クロアチアで開催された LGBTQ+のスポーツの祭典ゲイゲームズに参加し、最高のゲームを繰り広げたゲイの水球チーム《シャイニー・シュリンプス》。病気を隠していたリーダーを亡くしてから 2 年が経ち、メンバーたちは追悼の意を込めて東京で開催されるゲイゲームズを目指すーー!

前作の「シャイニー・シュリンプス! 愉快で愛しい仲間たち』から2年後が舞台。フランスに実在するゲイの水球チーム 「シャイニー・ シュリンプス」がモデルだ。楽しく笑えてテンポ良い展開に、練られた脚本、俳優陣の完璧な演技は健在である。加えて、今回はLGBTQ+にとって世界最大の祭典「ゲイゲームズ」の開催地・東京を目指す!
「ニッポンよぉ〜!」「トーキョウ行くのよぉ〜!」
とハイテンションにはしゃぐ濃いキャラのメンバーたちを見ているだけで、こちらも楽しくなる♪フランスでは日本アニメや漫画が大人気なことは周知の事実。有名なコスプレイヤーもおり、フランス人の日本文化に対する理解と親和性が、本作の特徴的な魅力だ。日本で映画を撮ることを夢見ていたマキシム・ゴヴァール、セドリック・ル・ギャロ両監督の日本愛が伝わってくる。

エンディングにご注目を。大いに笑った後で日本語の歌が流れる締めくくりは、驚きと共に爽やかな後味を残してくれる。日本のシンガーソングライター、ビッケブランカの起用は、エンディングを重視する両監督の希望だったそう。提案や改良にも快く応じたビッケブランカとの協業は成功といえる。フランスと日本文化との親和力は高いようだ。

前作に続き、チームメンバーによるパフォーマンスは本作の見どころである。冒頭からいきなり登場する日本語に続き、水を弾く踊りはキレッキレのかっこよさ!ポールダンスはセクシーなだけに留まらず、芸術性を醸し出す。
ブリトニー・スピアーズの 楽曲に合わせたセーラームーン・コスプレは、インパクトある上に、お洒落感も伴う。象徴的に使われるデヴィッド・ボウイの 「Heroes」。世界中のLGBTQ+の人々に向けた応援歌のように聴こえてくる。両監督の音楽的センス、パフォーマンス演出力には舌を巻くばかりだ。

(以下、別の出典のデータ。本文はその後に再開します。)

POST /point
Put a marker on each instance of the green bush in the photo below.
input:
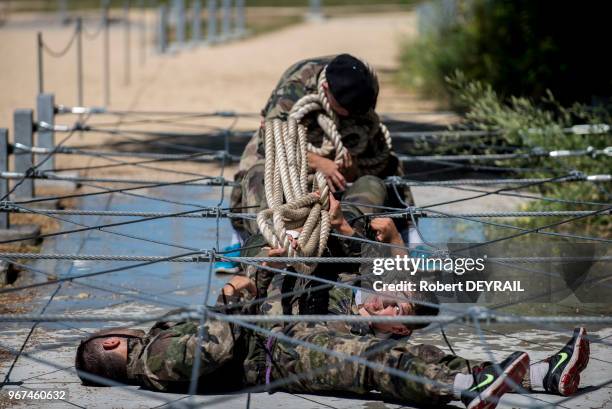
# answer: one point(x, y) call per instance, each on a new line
point(521, 47)
point(528, 125)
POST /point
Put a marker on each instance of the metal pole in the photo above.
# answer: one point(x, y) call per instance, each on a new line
point(196, 21)
point(126, 44)
point(212, 21)
point(106, 58)
point(315, 10)
point(63, 11)
point(39, 48)
point(226, 23)
point(45, 112)
point(143, 32)
point(239, 26)
point(179, 12)
point(4, 216)
point(23, 130)
point(80, 61)
point(162, 24)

可笑しい、楽しい、と笑わせてくれながら、根底にはしっかり差別に対する批判精神と、LGBTQ+の人々を平等に扱おう、という強いメッセージが込められている。日本から見ると、民主主義国家・人権先進国と認識していたヨーロッパでも、これほどの差別が横行していることは、前作同様に衝撃だった。ゲイダー(ゲイかどうか判断するレーダー)などという語彙を初めて聞いた。また、日本人なら控えてしまうような口汚い言葉でゲイたちを平然と罵る場面も。(台詞の紹介自粛)

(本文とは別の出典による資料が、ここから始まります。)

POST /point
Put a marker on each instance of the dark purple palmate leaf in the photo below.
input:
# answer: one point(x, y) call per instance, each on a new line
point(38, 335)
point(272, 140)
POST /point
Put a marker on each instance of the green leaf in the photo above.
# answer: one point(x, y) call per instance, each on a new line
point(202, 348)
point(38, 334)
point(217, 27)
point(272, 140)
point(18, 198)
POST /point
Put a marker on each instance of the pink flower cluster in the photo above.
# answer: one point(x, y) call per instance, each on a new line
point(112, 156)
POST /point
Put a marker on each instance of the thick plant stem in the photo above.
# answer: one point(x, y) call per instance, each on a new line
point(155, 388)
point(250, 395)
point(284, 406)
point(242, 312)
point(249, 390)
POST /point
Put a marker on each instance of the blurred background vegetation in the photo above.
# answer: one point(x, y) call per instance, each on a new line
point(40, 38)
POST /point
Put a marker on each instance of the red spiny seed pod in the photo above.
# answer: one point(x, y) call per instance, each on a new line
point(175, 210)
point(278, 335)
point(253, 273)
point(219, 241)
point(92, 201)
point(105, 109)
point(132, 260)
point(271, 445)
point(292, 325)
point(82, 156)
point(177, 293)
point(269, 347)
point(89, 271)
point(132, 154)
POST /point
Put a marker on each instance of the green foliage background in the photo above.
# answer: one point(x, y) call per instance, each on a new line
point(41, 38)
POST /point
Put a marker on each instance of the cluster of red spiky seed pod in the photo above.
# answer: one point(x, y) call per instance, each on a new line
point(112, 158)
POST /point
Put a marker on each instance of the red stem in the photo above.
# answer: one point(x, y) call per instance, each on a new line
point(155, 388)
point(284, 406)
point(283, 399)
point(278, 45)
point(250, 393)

ハイライトは、日本へ飛び立った飛行機が、まさかの“国家ぐるみでLGBTQ+を弾圧する“某国で降りることになってからの恐怖と興奮に満ちた大冒険!全編、雪のウクライナで撮影されたという、このシークエンスこそ、監督たちが伝えたいメッセージだろう。水責め拷問、洗脳ビデオ、教会での説法などなど、あからさまな人権侵害どころか、魂の死さえ招くような場面は笑えないほど深刻なリアルさを表出し、背筋が寒くなる。

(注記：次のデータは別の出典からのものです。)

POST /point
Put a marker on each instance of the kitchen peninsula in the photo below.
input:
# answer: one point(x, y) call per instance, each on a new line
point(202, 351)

驚きは、マッチングアプリにゲイを装って登録し、“ゲイ狩り”をする男たちの存在だ。中世の魔女狩りでもあるまいし…。ゲイは夜行性だから、と闇で待ち伏せ、大勢で叩きのめすマッチョな男たち。人間の悪意と憎悪は深く潜在化する証左だ。悪魔と天使の二項対立を、監督は望んだわけではないだろう。が、現実はもっと厳しいからこそ、こうした逸話が挟まれたのではないか。想像するだに胸が痛む。キリスト教精神が根付いているため、仏教国よりも過激な偏見・差別を持った一定層がいるのかもしれない。人々の内心には立ち入り難いこと、変えられない点を、本喜劇から学んだ気がする。

その中でも、
「ジェームズ・ボンドはゲイだったのよぉ〜!」
などと、のたまう濃いキャラメンバーたちのユーモアが救いだ。本作を観れば、きっと意識が変容するに違いない。娯楽性と社会性が見事に均衡した快作。多様性が当たり前の世の中になることを切に願おう。
(大瀧幸恵)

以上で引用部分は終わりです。